Genus of ray-finned fishes

Macolor is a genus of marine ray-finned fish, snappers belonging to the family Lutjanidae. They are native to the Indian Ocean and the western Pacific Ocean.

== Taxonomy ==
Macolor was described as a genus in 1860 by the Dutch physician, herpetologist and ichthyologist Pieter Bleeker. Bleeker used the name Macolor tautonymously as the type species was Cuvier’s Diacope macolor which Bleeker renamed, needlessly, Macolor typus. The name may be derived from macula, Latin for “spot” a reference to the white spotting on the otherwise black body of the juveniles of M. niger. The genus is placed within the subfamily Lutjaninae.

=== Species ===
The currently recognized species in this genus are:

| Species | Common name | Adult colouration | Juvenile colouration |
|---|---|---|---|
| Macolor macularis Fowler, 1931 | midnight snapper |  |  |
| Macolor niger (Forsskål, 1775) | black and white snapper |  |  |

== Characteristics ==
Macolor snappers are medium-sized with a relatively deep, oblong body. They have quite a large mouth which can be ptrotracted.
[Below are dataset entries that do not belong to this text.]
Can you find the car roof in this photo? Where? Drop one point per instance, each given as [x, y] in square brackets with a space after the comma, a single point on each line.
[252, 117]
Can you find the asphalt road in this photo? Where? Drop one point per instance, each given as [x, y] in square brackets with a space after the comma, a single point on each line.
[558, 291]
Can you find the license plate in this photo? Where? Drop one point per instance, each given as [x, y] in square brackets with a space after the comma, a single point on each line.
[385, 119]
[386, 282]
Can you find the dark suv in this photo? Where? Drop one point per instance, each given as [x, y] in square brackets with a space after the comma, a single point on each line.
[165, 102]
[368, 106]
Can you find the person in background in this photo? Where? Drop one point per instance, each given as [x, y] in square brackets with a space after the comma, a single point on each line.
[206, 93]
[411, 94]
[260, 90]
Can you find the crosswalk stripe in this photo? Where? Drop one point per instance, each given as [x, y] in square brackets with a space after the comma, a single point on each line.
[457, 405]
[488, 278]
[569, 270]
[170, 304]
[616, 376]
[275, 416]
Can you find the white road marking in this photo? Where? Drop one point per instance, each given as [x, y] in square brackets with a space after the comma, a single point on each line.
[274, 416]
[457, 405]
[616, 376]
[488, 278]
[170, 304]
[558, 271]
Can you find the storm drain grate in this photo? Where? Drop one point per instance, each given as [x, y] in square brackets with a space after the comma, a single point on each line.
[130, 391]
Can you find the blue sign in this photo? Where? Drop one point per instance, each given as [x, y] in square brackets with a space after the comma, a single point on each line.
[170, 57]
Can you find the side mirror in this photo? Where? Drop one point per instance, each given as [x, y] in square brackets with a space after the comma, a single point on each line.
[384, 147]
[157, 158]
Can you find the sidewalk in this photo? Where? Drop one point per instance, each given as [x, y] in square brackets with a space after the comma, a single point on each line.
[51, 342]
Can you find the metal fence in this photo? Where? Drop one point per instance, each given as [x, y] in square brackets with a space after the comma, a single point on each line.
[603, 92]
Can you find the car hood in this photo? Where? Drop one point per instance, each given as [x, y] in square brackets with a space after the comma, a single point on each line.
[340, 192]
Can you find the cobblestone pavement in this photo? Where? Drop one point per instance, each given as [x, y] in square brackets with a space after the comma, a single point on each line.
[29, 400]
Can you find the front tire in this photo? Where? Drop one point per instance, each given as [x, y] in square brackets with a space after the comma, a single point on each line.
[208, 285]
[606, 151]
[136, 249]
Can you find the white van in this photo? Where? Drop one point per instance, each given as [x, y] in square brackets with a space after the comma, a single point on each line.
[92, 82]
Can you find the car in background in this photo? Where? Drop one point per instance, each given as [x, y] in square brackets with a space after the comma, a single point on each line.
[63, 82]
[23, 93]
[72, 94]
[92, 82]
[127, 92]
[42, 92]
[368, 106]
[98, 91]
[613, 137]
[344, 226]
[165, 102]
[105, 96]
Each jaw has an outer band of conical teeth which are enlarged into canine-like teeth at the front, on the inside of these are bands of bristle-like teeth, at the side in the upper jaw and set anteriorly in the lower jaw. The vomerine teeth are arranged a rough chevron there is no a median posterior extension. There is a deep incision on the lower edge of preopercle. The dorsal fin is continuous, there is no incision where the spiny and soft rayed part of the fin meet. The spiny part has 10 spines while the soft rayed part has 13 or 14 rays. The anal fin has 3 spines and 10 or 11 soft rays. Both the dorsal and anal fins are scaled. The pectoral fins are relatively elongate, roughly equal to the length of the head in adults The caudal fin is emarginate. The overall colour of the adults is largely blackish with a paler abdomen. They may have wavy dark lines on the head. The juveniles show a contrasting pattern of black with white spots on the back and flanks with a white underside and there is a black bar running through the eye.

== Distribution and habitat ==
Macolor snappers are found in the Indian and Western Pacific Oceans from the eastern coast of Africa east to Samoa, north to the Ryukyu Islands and south to Australia. They are an obvious part of the coral reefs within their range. These fish have a depth range of 5 to 40 m, although they have been recorded as deep as 90 m.

== Biology ==
Macolor snappers occur as adults as both solitary individuals and in schools while the juveniles are frequently observed near crinoids. Like other snappers they are predatory and their prey is mostly fishes and crustaceans.

== Fisheries ==
Macolor snappers are considered to be good eating and are frequently encountered in fish markets but in small numbers. They are typically sold fresh.